There was a Proof-of-Concept (PoC) demonstrated that exposed vulnerabilities in cisco routers at the Black Hat conference in Las Vegas this week. While this demonstrated vulnerabilities against cisco routers, it should be a warning that all devices on a network, regardless of role or vendor should be included in a patch management plan. The first link is to an article about the researcher that demonstrated the vulnerability. The second article is about the feasibility of router worms, and the researcher is quoted in the article
.
http://www.watchguard.com/RSS/showarticle.aspx?pack=RSS.BH.Lynn1
http://www.itworldcanada.com/a/ComputerWorld/6c12c0c8-c6e9-42ef-8278-1176bc9b78ee.html
Here are some key quotes from both articles:
"He ran his Proof-of-Concept (PoC) code and after a few seconds the remote router's "enable" shell popped up on his PC. He had gained full, remote access to a Cisco router without any authentication."
"Cisco hasn't officially acknowledged this flaw yet, but Lynn says they have fixed the problem in an April firmware release"

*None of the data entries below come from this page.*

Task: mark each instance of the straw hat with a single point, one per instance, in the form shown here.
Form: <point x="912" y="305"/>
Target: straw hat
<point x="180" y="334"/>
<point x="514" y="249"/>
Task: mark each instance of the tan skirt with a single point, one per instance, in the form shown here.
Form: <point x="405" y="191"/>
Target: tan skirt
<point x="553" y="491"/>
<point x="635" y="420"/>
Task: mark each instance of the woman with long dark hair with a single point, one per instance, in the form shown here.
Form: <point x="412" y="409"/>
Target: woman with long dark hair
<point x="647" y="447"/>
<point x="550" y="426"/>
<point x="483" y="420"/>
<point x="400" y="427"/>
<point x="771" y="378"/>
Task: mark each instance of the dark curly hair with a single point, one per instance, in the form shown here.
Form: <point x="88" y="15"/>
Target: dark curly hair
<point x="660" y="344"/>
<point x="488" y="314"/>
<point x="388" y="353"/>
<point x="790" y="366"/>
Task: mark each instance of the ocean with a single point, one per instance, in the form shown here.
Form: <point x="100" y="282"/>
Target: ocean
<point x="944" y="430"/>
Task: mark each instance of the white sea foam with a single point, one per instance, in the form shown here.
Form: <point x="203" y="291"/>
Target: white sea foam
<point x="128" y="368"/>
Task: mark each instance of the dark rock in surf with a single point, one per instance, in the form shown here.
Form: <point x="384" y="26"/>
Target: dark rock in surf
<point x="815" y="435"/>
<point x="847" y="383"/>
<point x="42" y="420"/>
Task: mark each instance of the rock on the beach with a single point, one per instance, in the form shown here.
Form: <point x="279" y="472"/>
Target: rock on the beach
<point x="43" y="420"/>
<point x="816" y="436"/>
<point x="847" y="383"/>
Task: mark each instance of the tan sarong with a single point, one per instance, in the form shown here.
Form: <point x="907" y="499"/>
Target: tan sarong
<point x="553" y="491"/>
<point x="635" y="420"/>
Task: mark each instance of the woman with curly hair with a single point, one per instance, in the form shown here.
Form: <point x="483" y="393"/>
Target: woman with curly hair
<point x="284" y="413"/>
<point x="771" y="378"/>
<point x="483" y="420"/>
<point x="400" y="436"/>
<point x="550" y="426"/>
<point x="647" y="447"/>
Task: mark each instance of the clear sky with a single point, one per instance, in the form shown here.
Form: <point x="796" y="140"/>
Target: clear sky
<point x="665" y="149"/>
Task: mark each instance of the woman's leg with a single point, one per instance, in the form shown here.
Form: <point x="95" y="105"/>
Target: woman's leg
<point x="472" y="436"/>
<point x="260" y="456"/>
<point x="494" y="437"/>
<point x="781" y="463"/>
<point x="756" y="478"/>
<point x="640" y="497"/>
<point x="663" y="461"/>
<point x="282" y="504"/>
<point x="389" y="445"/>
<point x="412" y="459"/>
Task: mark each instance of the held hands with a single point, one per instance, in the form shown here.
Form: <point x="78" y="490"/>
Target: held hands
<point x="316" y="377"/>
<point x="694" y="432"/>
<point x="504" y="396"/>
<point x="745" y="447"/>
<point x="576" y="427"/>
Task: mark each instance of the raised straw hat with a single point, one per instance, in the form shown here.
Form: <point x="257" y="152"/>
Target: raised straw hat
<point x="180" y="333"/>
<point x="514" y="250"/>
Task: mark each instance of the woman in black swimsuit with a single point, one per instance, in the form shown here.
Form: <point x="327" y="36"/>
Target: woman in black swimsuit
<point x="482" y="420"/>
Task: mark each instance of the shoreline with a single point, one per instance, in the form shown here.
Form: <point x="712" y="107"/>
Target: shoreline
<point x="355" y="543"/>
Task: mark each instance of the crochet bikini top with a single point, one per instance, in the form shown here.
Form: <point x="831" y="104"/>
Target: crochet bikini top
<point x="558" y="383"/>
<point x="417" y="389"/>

"If you keep your firmware versions up to date, you are probably fine."
"How should the perplexed network manager prepare to deal with a threat that may or may not materialize, perhaps in two years, perhaps five? Firstly, an attitude change is needed. "Many system administrators think of routers as a VCR or toaster, but they need to start thinking of it as a computer because it can be attacked in the same way as a computer can be," says Lynn."
"Ideally, that process should be automated, but if not, administrators should do it manually once a month or quarterly."
Recommendations to counter the threat:
1) Exercise a patch management plan for all devices on a network on a monthly or quarterly basis.
2) Keep backups of data or configurations for all devices on the network, and monitor any configuration changes.